Se acercó
a la ventana de su habitación y contempló el
jardín. Los parterres reventaban henchidos de flores.
Debía faltar muy poco tiempo para las seis.
Se pasó los dedos por el cabello para componerlo, porque
tampoco tenía peine. Una serie de ruidos confusos taladraron
sus oídos.
Había llegado la hora, por fin, las seis de la tarde,
el momento de la reunión con su amado. Y suavemente,
como transportada por los hilos calientes de la pasión,
se acercó a la puerta ahora abierta y salió
al pasillo. Bajó las escaleras hasta la planta baja,
junto con algunas de sus compañeras, y el jardín
la recibió con una cascada de soles ocultos tras las
ramas de los árboles.
Su corazón rebosaba. Iba a verlo de nuevo, iban a hablar,
a contarse nimiedades, las pequeñas cosas de la vida,
secretos, confidencias, y allí estaría él,
tan gallardo, tan firme, tan elegante, con sus ojos oscuros
y su barba poblada, y una sonrisa tierna rebosando en sus
labios. El día merecía la pena tan sólo
por esos momentos.
Su alma era un cúmulo de sensaciones subiendo y bajando,
como una noria fabricada de nostalgias, alegrías y
sueños. Muchos, muchísimos sueños.
Anduvo directamente, sin necesidad de nadie a su lado, y se
dirigió hacia la zona trasera del jardín, donde
se elevaban los pinos. El resto de sus compañeras permaneció
en la parte delantera dispersándose hasta la verja
de color verde. Estaba cerca, a unos minutos, a unos pasos.

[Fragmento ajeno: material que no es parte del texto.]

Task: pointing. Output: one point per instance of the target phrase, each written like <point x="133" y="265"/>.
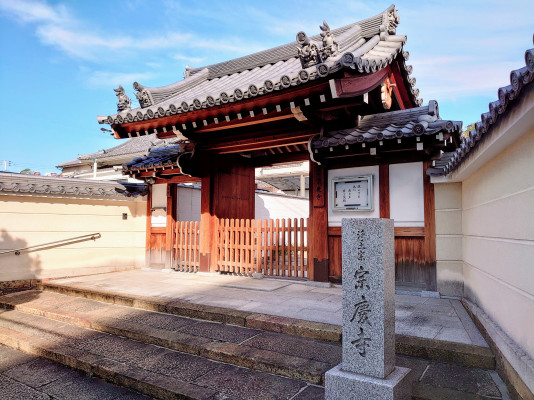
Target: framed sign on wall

El aire parecía más tierno, como si estuviera
plagado de caricias, como si unos dedos suaves acariciaran
su piel y la cubrieran de primavera, y el viento más
limpio, y la luz más nítida, y sus sienes…
sus sienes se asemejaban a un timbal de sentimientos desorbitados.

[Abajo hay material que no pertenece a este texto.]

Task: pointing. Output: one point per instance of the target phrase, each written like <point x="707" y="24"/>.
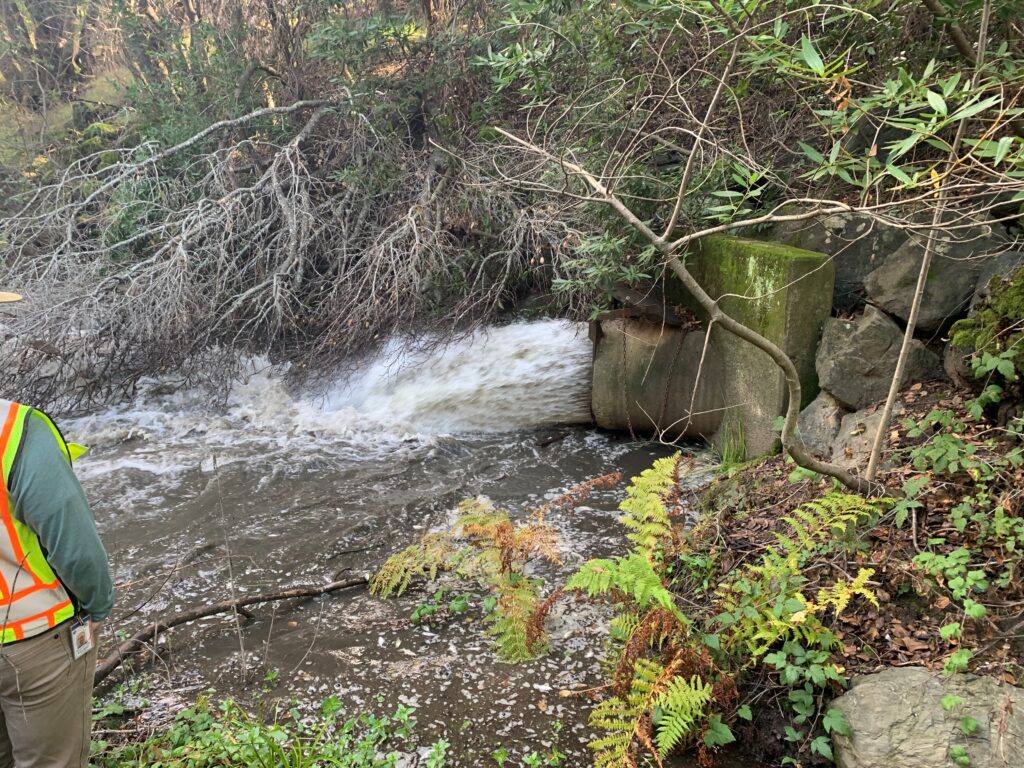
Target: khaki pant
<point x="45" y="702"/>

Tras los pinos, una rotonda.
Su corazón empezó a palpitar con más
fuerza y por unos instantes pensó que iba a salir corriendo
por las veredas y tendría que correr para alcanzarlo.
Allí estaría él, su adorado, a unos segundos,
esperando, queriéndola, escuchándola, amándola
como jamás nadie la había amado.
En la rotonda, un parterre plagado de flores, especialmente
petunias que albergaban toda la gama de colores del universo.
Sí, allí estaba, aguardando, aguardándola.
Una inmensa sonrisa iluminó el rostro de aquella mujer
delgada y triste, construida de soledades y silencios.
En el centro de la rotonda, sobre un pedestal de piedra, se
erigía una estatua de mármol negro.
La mujer avanzó unos pasos y se detuvo en seco. Sus
labios se abrieron repletos de luceros y sombras.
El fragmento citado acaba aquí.